Quand il est question d’adapter un manga en jeu vidéo, deux choix se proposent aux développeurs. Soit retranscrire l’histoire de manière fidèle, en reprenant les personnages ainsi que la trame principale de l’œuvre d’origine, soit partir dans quelque chose de totalement original avec de nouveaux protagonistes et une histoire inédite. Dans le cas de Made in Abyss: Binary Star Falling into Darkness, Spike Chunsoft a fait le choix de marier les deux de manière plutôt habile. Si le gros du jeu (le mode Deep in Abyss) met en scène de nouveaux héros dans un scénario se déroulant en parallèle à l’aventure de Riko, il est possible de revivre les premiers pas de cette dernière dans les profondeurs de l’Abyss durant un prélude d’une poignée d’heures servant de tutorial grandeur nature. Pour les amoureux de l’anime, soit évidement la cible de ce jeu, ce choix aura évidemment de quoi décevoir étant donné qu’on se retrouve à faire ses adieux à Riko et Reg dès la fin du second palier, soit quand l’histoire commence vraiment à prendre son envol.
Alors que le scénario est un élément centrale dans ce qui fait le charme du manga, Made in Abyss: Binary Star Falling into Darkness se présente donc essentiellement comme un jeu centré sur l’exploration. Un choix un peu décevant mais pas si déconnant que ça, à la condition cependant sine qua non que le gameplay proposé soit assez sexy. Malheureusement, le résultat offert est loin d’être réjouissant. En plus d’une boucle de gameplay très simpliste, le jeu est truffé de choix aberrants de game-design rendant l’expérience par moments très pénible. Un exemple assez parlant : les ennemis que vous avez tués réapparaissant dès que vous avez tourné le regard, on se retrouve moultes fois à être à être attaqués par des bêtes volantes pendant que l’on grimpe à l’échelle, sans possibilité de devoir se défendre. Revenir en arrière pour terrasser la bestiole en question ne sert ainsi à rien vu qu’elle va reprendre vie dès que l’on a le dos tourné avant de revenir nous attaquer pendant notre ascension. La gestion de l’équipement, entre outils qui se cassent et poids maximum pouvant être transporté, est également extrêmement frustrante, et le jeu souffre de murs de difficultés assez incompréhensibles avec des boss pouvant laminer le jouer en une poignée de coups. Alors oui, le sentiment de découverte et la progression des skills fait que, bon an mal an, Made in Abyss: Binary Star Falling into Darkness a ce petit quelque chose qui fait qu’on a pas envie de lâcher la manette immédiatement. Mais le résultat est vraiment frustrant par rapport à ce que l’on était en droit d’espérer.
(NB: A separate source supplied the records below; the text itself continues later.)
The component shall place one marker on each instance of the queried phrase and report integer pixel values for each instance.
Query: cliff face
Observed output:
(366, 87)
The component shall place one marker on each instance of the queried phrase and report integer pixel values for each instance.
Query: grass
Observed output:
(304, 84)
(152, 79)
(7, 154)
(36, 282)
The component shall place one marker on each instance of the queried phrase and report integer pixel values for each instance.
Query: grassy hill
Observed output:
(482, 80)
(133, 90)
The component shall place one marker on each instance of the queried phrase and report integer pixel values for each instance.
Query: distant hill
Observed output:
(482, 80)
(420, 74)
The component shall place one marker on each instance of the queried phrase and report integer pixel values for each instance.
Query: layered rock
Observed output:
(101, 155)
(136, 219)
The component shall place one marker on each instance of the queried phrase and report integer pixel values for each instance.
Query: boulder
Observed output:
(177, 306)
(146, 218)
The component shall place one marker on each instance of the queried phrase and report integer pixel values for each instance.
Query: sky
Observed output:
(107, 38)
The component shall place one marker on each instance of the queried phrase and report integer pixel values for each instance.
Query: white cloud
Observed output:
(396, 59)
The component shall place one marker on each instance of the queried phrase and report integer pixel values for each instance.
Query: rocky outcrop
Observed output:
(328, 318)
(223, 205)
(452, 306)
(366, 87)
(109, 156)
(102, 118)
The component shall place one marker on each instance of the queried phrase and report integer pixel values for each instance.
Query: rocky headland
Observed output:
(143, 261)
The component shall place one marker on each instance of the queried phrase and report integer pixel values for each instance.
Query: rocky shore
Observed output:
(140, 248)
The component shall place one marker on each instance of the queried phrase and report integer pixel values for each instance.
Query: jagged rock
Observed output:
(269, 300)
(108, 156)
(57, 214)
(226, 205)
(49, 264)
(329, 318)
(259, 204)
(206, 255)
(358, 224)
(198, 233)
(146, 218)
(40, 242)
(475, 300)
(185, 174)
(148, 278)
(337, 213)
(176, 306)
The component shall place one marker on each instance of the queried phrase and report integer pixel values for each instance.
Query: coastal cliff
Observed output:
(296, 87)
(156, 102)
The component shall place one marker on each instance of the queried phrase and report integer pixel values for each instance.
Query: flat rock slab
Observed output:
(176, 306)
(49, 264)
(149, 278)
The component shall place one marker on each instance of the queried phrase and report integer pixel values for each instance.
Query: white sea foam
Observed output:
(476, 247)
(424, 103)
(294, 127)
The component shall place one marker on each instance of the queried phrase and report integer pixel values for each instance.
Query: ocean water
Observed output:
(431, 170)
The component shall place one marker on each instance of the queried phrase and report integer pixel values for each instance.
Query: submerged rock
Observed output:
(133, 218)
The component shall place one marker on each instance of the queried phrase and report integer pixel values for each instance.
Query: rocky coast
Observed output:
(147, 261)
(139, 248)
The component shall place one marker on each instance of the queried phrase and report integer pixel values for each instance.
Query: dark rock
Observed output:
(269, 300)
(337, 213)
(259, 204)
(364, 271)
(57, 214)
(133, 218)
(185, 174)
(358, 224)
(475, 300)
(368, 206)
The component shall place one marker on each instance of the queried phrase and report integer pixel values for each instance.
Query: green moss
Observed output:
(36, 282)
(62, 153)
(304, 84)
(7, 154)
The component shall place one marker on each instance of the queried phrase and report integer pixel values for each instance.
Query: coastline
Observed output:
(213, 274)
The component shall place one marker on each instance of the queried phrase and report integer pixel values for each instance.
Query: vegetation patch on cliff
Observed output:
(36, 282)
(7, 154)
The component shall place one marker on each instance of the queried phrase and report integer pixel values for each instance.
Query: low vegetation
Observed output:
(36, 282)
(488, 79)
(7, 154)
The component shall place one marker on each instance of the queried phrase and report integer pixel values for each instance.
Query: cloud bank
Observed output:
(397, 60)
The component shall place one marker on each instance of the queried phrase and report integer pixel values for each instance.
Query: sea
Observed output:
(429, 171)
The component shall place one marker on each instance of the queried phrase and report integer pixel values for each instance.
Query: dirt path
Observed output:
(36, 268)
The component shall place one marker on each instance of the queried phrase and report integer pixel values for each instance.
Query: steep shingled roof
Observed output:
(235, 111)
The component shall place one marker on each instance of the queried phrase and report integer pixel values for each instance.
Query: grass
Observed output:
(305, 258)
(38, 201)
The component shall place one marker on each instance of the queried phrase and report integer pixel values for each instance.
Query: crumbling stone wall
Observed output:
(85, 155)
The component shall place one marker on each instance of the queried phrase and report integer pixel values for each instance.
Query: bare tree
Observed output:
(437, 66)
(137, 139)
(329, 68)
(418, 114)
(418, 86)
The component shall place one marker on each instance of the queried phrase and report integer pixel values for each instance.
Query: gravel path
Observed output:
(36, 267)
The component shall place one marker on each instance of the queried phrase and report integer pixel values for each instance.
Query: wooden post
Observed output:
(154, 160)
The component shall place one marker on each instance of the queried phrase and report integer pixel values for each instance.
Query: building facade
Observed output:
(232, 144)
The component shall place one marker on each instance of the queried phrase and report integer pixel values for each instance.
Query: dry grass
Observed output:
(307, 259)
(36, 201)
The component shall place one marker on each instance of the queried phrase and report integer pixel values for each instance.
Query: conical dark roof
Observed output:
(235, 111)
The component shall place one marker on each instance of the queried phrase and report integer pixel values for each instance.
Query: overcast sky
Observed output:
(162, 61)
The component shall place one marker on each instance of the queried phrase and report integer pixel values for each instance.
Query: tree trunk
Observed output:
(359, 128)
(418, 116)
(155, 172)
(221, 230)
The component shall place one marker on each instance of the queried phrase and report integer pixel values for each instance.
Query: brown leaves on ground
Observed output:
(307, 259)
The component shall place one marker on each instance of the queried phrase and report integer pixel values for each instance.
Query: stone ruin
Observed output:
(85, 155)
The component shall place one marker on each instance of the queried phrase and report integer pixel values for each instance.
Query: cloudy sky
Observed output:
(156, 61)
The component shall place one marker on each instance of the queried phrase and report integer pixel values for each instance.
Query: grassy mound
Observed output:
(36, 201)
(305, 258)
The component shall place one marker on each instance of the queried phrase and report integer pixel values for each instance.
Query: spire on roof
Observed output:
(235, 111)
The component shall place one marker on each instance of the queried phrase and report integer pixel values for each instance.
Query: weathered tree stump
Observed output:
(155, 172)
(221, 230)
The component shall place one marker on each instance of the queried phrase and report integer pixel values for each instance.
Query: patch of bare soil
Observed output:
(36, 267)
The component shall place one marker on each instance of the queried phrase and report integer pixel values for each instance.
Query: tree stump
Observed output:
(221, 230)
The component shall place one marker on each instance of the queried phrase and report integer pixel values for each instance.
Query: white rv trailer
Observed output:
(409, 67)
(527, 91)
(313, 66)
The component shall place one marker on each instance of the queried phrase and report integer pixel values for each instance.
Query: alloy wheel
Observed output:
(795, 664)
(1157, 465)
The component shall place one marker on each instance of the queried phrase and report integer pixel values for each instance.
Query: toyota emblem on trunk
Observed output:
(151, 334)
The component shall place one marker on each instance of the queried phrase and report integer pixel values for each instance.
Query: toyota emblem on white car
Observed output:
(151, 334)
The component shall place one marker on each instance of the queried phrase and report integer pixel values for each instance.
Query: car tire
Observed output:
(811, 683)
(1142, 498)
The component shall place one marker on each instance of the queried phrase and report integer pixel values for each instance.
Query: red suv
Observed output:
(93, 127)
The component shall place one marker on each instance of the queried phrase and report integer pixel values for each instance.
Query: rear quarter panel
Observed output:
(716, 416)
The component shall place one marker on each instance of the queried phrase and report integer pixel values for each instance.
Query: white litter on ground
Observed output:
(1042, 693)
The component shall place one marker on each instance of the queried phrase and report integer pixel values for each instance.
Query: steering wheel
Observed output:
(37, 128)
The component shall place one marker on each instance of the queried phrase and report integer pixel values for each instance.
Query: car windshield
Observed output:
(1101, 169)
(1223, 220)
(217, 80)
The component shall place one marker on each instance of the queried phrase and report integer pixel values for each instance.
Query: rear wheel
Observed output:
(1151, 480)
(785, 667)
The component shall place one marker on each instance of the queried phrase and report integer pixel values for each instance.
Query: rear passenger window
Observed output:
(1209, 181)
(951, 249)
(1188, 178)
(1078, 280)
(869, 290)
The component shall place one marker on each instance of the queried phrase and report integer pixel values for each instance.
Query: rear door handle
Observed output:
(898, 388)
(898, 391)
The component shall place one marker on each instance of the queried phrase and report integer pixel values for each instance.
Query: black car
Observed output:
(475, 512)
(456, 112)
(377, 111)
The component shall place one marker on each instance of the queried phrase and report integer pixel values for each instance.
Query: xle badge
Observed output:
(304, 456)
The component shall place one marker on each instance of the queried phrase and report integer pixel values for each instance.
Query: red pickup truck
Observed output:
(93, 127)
Esthétiquement, Made in Abyss: Binary Star Falling into Darkness souffle le froid et le tiède. Visuellement pauvre, le jeu n’offre jamais de panorama qui en mettent plein la vue alors que la série, surtout anime, est une merveille à regarder avec ses décors envoutants. Si le premier palier fait légèrement illusion, les suivants sont d’une pauvreté assez rude, chose assez terrible quand le cœur du jeu est basé sur la découverte des environnements. Cette pauvreté visuelle s’accompagne également de grosses lacunes techniques, avec de l’aliasing à gogo et des textures s’affichant au dernier moment. Musicalement, la magnifique bande-son de l’anime, composée par Kevin Penkin, se fait cruellement ressentir et on ne retrouve ainsi pas cette sensation de douce mélancolie qui se dégage de l’adaptation télévisuelle du manga de Akihito Tsukushi.
Pour autant, l’ambiance générale reste assez fidèle à l’œuvre d’origine. En moins bien, certes, mais le jeu de Spike Chunsoft arrive à dégager ce petit quelque chose qui fait que l’on est bien face à Made in Abyss. Peut-être est-ce dû à la présence des doubleurs de la série anime, ou bien encore à une modélisation des personnages plutôt convaincantes. Ou bien encore aux musiques qui, bien qu’elles soient à des années lumières de celles composées par Kevin Penkin, restent dans l’atmosphère de la série en invitant à l’exploration. En tout cas, le strict minimum est présent pour contenter les amoureux de Made in Abyss. C’est déjà ça.